If you know how a jet engine works, you're halfway to understanding a
 car's turbocharger. A jet engine sucks in cold air at the front, 
squeezes it into a chamber where it burns with fuel, and then blasts hot
 air out of the back. As the hot air leaves, it roars past a turbine (a 
bit like a very compact metal windmill) that drives the compressor (air 
pump) at the front of the engine. This is the bit that pushes the air 
into the engine to make the fuel burn properly. The turbocharger on a 
car applies a very similar principle to a piston engine. It uses the 
exhaust gas to drive a turbine. This spins an air compressor that pushes
 extra air (and oxygen) into the cylinders, allowing them to burn more 
fuel each second. That's why a turbocharged car can produce more power 
(which is another way of saying "more energy per second"). A supercharger
 (or "mechanically driven supercharger" to give it its full name) is 
very similar to a turbocharger, but instead of being driven by exhaust 
gases using a turbine, it's powered from the car's spinning crankshaft. 
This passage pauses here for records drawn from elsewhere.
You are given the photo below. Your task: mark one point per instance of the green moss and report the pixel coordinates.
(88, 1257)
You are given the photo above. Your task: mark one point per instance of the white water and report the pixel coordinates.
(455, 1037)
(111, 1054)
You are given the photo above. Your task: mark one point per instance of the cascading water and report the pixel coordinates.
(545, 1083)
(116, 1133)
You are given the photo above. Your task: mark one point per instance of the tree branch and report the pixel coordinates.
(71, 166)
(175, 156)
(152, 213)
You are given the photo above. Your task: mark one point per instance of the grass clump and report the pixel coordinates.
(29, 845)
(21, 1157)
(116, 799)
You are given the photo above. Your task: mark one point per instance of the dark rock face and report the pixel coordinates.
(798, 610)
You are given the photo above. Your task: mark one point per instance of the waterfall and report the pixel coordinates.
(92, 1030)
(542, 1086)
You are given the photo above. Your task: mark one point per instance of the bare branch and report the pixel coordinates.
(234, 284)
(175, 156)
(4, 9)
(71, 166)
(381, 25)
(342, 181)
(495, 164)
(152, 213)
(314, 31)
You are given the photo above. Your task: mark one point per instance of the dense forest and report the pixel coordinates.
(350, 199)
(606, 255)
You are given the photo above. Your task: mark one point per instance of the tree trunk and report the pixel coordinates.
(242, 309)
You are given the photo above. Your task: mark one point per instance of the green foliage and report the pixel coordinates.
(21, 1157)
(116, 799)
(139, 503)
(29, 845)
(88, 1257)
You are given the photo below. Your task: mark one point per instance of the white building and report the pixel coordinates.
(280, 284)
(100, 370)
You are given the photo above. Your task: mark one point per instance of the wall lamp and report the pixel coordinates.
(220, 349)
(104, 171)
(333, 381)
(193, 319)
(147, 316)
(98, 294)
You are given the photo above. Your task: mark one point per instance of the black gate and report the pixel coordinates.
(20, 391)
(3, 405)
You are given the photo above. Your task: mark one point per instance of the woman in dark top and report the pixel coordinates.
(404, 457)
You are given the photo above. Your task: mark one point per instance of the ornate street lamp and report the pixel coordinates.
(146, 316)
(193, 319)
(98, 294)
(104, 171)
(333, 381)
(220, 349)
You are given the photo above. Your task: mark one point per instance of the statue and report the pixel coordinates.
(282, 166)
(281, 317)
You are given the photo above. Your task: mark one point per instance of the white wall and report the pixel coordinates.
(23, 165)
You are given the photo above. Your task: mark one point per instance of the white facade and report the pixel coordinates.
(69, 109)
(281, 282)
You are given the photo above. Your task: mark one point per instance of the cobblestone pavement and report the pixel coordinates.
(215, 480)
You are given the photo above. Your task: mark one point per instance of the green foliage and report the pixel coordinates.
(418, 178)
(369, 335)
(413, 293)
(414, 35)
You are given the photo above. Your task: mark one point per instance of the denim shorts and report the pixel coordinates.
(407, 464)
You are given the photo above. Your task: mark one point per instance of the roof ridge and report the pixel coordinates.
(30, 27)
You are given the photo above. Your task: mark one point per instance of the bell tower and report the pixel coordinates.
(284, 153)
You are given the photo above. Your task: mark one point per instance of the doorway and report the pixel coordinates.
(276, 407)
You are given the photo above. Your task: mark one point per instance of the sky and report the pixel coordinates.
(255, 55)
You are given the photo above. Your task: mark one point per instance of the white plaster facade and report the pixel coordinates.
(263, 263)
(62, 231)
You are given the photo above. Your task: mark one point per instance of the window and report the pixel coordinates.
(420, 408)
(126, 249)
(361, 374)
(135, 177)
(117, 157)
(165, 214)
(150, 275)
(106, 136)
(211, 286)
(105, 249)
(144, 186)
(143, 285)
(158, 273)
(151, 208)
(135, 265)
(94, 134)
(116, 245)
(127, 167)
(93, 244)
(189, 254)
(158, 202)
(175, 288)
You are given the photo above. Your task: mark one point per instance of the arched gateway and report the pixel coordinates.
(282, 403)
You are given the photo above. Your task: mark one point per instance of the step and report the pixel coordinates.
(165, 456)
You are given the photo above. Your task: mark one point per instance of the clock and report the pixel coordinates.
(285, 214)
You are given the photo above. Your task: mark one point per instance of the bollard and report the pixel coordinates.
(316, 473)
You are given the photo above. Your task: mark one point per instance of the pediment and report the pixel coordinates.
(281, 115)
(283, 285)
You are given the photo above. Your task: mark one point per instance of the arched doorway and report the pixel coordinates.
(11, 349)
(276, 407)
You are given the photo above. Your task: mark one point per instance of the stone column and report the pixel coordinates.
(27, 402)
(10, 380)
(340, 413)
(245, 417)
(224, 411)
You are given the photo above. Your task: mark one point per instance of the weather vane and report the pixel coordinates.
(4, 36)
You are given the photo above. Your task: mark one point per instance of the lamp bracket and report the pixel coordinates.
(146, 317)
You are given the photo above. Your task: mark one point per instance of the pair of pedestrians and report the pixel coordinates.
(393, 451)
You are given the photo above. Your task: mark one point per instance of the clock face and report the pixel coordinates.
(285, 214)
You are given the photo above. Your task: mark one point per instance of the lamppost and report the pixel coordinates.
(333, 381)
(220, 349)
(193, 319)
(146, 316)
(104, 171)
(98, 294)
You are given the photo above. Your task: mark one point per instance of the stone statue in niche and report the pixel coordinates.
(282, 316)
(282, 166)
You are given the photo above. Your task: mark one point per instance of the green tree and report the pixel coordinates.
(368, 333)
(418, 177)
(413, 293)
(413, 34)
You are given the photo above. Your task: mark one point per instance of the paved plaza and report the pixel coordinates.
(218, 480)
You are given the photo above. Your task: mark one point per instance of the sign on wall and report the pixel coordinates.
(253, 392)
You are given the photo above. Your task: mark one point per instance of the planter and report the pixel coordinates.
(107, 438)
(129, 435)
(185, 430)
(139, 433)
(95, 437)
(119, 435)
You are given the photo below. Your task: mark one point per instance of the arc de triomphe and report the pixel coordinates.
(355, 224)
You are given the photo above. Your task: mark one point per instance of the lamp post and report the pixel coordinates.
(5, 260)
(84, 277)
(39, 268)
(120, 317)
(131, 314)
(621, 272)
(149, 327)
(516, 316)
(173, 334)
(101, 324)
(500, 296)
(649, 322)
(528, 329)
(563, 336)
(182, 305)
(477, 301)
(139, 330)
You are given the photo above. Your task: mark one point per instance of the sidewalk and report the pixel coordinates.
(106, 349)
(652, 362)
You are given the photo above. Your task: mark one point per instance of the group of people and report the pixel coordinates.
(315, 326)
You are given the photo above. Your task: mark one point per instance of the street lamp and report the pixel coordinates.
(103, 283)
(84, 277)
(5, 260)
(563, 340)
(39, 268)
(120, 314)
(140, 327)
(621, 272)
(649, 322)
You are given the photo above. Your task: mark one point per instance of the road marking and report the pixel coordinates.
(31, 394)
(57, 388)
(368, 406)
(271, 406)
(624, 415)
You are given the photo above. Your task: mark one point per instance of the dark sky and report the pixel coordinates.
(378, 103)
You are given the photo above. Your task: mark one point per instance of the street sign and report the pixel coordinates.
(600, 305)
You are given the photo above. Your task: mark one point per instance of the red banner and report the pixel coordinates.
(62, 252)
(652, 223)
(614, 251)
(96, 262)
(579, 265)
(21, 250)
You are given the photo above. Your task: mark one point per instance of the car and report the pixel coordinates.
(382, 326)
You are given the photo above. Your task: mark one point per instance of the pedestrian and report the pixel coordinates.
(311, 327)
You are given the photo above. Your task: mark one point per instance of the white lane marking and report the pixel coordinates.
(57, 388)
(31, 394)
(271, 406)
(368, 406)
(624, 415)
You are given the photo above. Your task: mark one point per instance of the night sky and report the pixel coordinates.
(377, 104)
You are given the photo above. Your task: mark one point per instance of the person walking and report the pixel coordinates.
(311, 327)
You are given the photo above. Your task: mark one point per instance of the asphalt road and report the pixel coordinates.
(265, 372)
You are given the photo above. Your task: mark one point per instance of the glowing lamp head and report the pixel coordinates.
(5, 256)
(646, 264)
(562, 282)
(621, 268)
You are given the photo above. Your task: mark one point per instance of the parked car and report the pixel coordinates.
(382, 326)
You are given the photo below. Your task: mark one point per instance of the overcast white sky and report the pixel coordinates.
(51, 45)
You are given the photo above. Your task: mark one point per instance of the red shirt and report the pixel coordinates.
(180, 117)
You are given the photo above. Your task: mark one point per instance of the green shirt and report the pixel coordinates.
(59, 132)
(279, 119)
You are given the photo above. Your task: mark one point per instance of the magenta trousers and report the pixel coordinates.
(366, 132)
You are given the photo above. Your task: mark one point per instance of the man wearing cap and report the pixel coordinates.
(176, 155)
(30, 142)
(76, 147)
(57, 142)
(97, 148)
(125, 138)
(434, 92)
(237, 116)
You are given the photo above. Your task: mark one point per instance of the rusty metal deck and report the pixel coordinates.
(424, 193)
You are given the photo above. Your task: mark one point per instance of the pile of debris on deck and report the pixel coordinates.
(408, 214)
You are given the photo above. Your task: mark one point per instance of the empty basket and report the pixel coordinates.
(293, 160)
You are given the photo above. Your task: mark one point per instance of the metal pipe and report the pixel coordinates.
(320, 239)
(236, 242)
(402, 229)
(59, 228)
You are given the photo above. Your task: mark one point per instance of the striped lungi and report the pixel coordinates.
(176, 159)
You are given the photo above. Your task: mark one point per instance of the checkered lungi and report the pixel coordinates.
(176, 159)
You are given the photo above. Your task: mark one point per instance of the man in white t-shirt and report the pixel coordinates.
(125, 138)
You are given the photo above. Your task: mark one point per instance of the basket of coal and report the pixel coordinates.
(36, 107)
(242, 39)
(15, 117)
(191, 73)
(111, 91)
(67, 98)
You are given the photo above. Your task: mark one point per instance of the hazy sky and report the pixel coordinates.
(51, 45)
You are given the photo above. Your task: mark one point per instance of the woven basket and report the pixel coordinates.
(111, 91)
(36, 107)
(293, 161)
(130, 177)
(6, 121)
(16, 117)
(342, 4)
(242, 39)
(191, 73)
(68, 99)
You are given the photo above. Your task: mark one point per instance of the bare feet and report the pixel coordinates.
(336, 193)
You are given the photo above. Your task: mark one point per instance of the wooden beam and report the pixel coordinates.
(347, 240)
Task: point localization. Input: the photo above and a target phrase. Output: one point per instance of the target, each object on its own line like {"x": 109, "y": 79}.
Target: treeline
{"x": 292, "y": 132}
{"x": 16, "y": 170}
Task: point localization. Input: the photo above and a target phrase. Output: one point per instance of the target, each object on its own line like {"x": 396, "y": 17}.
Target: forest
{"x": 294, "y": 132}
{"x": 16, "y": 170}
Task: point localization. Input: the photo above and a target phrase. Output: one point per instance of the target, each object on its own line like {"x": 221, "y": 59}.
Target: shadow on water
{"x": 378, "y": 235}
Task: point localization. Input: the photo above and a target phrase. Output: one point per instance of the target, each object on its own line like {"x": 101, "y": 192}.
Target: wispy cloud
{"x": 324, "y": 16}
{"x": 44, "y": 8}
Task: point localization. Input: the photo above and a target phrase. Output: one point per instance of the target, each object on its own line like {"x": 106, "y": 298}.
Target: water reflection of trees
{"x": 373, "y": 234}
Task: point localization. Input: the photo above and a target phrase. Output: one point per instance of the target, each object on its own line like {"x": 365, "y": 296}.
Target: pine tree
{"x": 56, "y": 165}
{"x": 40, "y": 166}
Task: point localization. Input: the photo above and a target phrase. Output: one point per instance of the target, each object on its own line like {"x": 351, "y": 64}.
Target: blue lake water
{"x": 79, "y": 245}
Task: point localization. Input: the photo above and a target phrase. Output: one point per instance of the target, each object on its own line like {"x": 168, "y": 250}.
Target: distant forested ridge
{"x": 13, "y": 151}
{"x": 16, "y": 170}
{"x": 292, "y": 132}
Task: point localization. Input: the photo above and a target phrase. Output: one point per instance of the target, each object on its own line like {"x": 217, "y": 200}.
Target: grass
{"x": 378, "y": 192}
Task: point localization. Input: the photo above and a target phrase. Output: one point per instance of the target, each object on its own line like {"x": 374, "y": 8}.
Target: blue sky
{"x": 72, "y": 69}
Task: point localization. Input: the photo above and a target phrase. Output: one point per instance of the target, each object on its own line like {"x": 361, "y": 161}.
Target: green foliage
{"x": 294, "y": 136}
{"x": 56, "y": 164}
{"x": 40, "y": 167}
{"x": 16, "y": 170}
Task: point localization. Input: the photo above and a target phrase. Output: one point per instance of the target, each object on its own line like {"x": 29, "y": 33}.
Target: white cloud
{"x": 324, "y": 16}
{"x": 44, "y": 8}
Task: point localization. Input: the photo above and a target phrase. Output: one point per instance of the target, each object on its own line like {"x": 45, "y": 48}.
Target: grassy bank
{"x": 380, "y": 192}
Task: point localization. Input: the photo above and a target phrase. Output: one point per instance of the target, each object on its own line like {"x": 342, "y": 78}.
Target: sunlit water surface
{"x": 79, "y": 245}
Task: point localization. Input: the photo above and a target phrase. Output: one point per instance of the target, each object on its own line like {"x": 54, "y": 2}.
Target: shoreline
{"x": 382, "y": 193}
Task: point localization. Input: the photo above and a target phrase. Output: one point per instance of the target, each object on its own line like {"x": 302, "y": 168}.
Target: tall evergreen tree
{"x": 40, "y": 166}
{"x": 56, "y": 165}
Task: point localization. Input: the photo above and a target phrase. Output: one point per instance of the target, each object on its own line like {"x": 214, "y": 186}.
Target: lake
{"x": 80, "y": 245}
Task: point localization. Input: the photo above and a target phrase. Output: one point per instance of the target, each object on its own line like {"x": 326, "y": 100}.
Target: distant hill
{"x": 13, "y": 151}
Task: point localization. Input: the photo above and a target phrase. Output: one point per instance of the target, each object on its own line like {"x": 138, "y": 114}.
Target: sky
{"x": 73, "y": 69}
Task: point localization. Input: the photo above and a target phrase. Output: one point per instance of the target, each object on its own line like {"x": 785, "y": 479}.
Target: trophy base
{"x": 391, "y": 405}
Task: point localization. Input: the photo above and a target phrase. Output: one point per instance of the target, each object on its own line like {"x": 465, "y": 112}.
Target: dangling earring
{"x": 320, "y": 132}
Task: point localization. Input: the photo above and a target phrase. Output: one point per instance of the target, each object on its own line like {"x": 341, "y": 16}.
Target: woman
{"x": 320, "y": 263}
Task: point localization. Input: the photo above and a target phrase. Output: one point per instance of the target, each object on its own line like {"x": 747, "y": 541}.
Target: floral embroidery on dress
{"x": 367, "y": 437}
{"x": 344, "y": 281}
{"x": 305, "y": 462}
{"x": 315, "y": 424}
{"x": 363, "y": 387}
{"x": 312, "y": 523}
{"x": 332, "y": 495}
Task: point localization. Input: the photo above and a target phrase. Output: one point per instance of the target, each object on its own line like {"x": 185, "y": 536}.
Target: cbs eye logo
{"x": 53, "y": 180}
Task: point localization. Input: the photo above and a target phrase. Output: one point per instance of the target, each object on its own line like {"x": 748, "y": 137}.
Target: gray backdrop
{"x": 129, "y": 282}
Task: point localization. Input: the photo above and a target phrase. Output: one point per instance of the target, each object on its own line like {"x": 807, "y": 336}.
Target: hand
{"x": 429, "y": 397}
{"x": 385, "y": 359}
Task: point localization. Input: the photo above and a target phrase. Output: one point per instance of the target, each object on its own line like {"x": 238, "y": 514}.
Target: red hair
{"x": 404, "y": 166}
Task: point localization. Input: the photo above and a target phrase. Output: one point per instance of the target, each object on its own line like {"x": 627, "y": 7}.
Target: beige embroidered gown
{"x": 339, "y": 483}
That's usually a disadvantage: where a turbocharger is powered by waste 
energy in the exhaust, a supercharger actually steals energy from the 
car's own power source (the crankshaft), which is generally unhelpful.
How
 does turbocharging work in practice? A turbocharger is effectively two 
little air fans (also called impellers or gas pumps) sitting on the same
 metal shaft so that both spin around together. One of these fans, 
called the turbine, sits in the exhaust stream from the 
cylinders. As the cylinders blow hot gas past the fan blades, they 
rotate and the shaft they're connected to (technically called the center hub rotating assembly or CHRA) rotates as well. The second fan is called the compressor
 and, since it's sitting on the same shaft as the turbine, it spins too.
 It's mounted inside the car's air intake so, as it spins, it draws air 
into the car and forces it into the cylinders.
Now there's a 
slight problem here. If you compress a gas, you make it hotter (that's 
why a bicycle pump warms up when you start inflating your tires). Hotter
 air is less dense (that's why warm air rises over radiators) and less 
effective at helping fuel to burn, so it would be much better if the air
 coming from the compressor were cooled before it entered the cylinders.
 To cool it down, the output from the compressor passes over a heat 
exchanger that removes the extra heat and channels it elsewhere.